An Efficient and Explanatory Image and Text Clustering System with Multimodal Autoencoder Architecture
This work addresses the need for efficient and explanatory clustering in multimodal data analysis, specifically for summarizing news videos, though it appears incremental as it extends existing autoencoder and LLM tools.
The authors tackled the problem of summarizing videos into thematic clusters by developing a multimodal autoencoder system that combines CNN and LSTM encodings for image and text data, achieving the ability to produce three to five clusters per video with ten LLM-generated phrases per theme.

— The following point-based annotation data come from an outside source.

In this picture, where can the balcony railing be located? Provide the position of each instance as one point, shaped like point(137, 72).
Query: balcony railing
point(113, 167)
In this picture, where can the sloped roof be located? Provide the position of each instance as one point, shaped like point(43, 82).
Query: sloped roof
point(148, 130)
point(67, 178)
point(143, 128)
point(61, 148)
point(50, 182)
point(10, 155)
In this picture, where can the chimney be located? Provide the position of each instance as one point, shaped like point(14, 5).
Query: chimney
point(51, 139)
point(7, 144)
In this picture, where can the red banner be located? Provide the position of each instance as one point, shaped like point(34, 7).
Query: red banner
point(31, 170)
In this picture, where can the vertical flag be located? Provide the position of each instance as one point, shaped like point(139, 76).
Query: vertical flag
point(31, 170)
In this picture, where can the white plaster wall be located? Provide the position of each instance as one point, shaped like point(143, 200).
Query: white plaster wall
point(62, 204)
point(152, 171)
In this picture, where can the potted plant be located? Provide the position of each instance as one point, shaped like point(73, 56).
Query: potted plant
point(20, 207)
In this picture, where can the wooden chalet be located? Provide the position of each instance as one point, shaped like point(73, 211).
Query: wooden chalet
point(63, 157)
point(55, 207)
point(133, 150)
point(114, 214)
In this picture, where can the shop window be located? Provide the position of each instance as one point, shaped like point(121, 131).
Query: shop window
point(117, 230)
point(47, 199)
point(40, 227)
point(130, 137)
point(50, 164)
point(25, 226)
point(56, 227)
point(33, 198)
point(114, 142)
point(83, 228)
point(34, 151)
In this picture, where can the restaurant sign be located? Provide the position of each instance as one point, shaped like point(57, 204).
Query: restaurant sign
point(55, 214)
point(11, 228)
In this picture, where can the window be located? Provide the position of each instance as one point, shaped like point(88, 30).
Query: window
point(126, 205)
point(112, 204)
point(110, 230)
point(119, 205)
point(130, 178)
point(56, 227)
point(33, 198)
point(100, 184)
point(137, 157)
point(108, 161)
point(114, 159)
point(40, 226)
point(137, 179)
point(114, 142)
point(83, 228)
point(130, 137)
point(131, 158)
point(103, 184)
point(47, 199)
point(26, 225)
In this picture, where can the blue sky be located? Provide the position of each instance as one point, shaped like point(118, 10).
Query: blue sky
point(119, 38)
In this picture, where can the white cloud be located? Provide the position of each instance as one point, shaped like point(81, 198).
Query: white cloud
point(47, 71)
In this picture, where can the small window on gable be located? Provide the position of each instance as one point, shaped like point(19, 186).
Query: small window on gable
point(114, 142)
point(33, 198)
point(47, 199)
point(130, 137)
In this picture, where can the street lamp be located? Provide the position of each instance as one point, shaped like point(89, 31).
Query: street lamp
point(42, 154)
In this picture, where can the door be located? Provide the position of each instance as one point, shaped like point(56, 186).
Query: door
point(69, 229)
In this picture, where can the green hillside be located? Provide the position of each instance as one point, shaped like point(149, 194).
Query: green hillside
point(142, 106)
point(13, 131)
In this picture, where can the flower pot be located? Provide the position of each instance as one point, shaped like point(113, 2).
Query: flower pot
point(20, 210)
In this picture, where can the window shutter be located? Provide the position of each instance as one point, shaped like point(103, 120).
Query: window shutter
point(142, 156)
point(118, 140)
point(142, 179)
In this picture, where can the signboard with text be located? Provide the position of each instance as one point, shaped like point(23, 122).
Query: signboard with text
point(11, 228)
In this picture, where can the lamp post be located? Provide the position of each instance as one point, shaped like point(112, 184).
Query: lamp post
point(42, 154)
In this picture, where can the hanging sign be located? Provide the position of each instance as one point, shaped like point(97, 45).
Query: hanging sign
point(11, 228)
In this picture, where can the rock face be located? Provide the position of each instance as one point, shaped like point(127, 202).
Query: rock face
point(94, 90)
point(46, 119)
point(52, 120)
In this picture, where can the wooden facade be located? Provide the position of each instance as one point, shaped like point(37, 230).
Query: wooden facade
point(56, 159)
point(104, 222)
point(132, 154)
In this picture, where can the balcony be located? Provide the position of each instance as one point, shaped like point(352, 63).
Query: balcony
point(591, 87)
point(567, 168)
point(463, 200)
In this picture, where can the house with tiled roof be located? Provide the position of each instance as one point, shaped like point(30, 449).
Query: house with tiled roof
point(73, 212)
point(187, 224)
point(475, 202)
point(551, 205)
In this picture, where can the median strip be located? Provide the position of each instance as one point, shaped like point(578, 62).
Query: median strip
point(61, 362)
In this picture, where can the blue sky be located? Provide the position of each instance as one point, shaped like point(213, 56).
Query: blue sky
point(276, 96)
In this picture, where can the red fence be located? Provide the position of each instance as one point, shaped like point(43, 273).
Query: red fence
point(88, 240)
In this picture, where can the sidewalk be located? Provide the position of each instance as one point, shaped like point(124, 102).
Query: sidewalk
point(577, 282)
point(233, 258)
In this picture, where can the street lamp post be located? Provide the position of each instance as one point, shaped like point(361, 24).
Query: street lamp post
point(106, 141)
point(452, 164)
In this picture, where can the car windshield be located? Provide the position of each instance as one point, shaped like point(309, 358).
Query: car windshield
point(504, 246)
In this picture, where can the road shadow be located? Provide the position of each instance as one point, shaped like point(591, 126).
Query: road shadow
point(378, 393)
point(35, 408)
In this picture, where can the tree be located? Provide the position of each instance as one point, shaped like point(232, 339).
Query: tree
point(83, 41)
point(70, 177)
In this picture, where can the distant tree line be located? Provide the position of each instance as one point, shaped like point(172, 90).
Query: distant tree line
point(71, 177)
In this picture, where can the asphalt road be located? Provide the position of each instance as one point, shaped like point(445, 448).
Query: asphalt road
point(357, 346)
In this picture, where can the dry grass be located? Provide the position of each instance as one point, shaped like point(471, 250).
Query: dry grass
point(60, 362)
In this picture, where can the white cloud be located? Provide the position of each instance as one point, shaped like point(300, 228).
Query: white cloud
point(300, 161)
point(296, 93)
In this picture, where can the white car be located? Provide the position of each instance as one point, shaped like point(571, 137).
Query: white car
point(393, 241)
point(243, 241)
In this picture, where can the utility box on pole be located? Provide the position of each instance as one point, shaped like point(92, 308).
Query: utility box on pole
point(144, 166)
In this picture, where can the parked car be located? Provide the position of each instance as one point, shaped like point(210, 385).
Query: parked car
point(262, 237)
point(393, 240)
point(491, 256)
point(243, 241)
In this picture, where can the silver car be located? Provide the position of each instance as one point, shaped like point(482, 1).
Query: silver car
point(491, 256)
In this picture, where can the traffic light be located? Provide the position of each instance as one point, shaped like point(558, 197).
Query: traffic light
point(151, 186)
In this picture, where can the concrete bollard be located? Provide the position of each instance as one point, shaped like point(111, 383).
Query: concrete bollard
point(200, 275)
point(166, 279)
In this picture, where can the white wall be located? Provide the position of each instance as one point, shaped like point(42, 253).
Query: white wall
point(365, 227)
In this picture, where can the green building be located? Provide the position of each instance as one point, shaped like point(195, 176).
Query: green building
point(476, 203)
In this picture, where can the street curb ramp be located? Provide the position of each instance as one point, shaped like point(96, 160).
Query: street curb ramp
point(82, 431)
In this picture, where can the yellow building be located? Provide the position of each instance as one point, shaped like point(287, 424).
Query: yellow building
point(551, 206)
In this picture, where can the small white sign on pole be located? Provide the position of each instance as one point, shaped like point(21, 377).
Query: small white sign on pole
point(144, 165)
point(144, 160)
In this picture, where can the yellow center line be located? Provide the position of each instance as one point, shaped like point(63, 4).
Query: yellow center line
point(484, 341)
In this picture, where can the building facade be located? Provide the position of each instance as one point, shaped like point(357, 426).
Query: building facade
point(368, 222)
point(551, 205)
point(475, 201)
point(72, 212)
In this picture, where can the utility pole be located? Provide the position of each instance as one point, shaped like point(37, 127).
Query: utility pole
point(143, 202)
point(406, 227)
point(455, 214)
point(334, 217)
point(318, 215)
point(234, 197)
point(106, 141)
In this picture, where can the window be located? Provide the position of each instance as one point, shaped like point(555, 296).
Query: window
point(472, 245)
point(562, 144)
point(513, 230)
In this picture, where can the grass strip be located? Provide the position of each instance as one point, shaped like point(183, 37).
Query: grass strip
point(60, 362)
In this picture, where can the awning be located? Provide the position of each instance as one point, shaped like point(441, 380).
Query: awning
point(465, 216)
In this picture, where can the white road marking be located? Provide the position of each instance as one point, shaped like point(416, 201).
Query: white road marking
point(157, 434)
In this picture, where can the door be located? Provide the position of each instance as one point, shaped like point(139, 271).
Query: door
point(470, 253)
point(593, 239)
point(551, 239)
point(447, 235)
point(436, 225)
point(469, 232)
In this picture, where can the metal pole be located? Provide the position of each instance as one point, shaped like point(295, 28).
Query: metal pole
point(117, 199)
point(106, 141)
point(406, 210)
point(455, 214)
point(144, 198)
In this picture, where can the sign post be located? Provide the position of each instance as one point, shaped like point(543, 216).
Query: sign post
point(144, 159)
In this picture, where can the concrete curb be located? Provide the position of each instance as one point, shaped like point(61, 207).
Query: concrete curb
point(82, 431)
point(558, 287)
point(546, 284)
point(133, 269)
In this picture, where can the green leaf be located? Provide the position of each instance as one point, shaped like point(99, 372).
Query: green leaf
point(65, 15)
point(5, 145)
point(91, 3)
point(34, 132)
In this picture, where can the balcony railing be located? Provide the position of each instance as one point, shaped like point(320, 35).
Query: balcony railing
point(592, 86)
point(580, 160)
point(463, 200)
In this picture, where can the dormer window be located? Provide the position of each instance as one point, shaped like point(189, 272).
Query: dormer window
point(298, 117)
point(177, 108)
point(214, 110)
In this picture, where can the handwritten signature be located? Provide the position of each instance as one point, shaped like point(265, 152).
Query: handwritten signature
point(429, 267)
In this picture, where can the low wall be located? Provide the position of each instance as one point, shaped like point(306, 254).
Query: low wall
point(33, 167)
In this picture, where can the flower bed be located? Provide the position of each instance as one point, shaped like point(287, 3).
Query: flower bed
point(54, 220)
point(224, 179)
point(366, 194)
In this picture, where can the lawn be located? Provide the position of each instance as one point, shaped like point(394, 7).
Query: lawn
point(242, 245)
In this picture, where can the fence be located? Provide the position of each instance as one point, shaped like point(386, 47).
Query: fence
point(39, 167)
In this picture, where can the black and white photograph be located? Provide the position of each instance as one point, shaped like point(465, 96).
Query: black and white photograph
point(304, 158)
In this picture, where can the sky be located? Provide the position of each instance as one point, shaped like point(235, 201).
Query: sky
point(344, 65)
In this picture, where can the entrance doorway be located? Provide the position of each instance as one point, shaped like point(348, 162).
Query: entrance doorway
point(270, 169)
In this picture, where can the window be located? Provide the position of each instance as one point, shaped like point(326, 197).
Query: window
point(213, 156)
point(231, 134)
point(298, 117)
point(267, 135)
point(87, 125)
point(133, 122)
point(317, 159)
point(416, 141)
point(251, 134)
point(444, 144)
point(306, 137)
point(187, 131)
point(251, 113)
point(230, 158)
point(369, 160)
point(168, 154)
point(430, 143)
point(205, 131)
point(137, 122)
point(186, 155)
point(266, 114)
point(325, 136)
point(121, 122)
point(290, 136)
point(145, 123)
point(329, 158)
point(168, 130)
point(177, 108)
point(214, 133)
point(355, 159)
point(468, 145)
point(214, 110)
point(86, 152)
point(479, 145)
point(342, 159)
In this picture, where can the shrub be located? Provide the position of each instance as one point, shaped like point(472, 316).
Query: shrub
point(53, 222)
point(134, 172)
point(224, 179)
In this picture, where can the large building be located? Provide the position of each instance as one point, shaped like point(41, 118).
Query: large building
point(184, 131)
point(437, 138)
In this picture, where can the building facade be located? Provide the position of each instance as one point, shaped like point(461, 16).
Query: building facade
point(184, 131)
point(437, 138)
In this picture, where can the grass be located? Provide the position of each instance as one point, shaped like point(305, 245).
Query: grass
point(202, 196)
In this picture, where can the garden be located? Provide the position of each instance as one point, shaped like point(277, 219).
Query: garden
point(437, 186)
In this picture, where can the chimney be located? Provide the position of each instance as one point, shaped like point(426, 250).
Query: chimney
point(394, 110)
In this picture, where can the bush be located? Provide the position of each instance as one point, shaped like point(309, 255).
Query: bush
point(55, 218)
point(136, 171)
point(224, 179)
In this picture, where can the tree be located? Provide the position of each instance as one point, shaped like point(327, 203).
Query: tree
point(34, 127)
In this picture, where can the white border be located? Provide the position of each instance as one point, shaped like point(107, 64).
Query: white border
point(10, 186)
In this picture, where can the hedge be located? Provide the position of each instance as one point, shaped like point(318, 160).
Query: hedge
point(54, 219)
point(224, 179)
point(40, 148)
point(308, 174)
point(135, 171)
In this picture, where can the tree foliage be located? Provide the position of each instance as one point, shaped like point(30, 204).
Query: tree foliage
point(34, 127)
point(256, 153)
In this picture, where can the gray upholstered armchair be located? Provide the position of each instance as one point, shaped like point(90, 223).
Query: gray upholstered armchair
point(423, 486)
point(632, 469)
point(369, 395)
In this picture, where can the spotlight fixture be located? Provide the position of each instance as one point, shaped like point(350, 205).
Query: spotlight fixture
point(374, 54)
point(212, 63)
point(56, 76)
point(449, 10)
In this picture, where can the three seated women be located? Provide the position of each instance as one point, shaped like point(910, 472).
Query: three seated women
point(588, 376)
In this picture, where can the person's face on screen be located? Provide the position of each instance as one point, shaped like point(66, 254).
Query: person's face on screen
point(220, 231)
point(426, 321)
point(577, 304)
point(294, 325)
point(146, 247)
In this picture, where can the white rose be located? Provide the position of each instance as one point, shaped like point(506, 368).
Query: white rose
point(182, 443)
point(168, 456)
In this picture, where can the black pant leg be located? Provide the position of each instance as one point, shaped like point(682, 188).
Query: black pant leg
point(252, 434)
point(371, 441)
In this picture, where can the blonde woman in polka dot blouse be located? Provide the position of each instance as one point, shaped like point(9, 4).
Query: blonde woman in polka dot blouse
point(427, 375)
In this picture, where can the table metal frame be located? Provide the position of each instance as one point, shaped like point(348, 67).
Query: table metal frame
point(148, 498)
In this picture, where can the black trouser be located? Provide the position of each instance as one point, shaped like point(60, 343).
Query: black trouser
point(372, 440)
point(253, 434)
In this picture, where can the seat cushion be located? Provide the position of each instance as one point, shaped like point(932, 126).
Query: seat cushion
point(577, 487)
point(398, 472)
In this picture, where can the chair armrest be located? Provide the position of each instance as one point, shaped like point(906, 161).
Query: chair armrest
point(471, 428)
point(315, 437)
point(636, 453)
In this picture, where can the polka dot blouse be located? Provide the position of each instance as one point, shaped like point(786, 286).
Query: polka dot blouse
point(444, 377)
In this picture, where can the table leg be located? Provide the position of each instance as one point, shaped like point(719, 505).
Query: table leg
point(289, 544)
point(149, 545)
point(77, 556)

We demonstrate the efficiencies and explanatory abilities of extensions to the common tools of Autoencoders and LLM interpreters, in the novel context of comparing different cultural approaches to the same international news event. We develop a new Convolutional-Recurrent Variational Autoencoder (CRVAE) model that extends the modalities of previous CVAE models, by using fully-connected latent layers to embed in parallel the CNN encodings of video frames, together with the LSTM encodings of their related text derived from audio. We incorporate the model within a larger system that includes frame-caption alignment, latent space vector clustering, and a novel LLM-based cluster interpreter. We measure, tune, and apply this system to the task of summarizing a video into three to five thematic clusters, with each theme described by ten LLM-produced phrases. We apply this system to two news topics, COVID-19 and the Winter Olympics, and five other topics are in progress.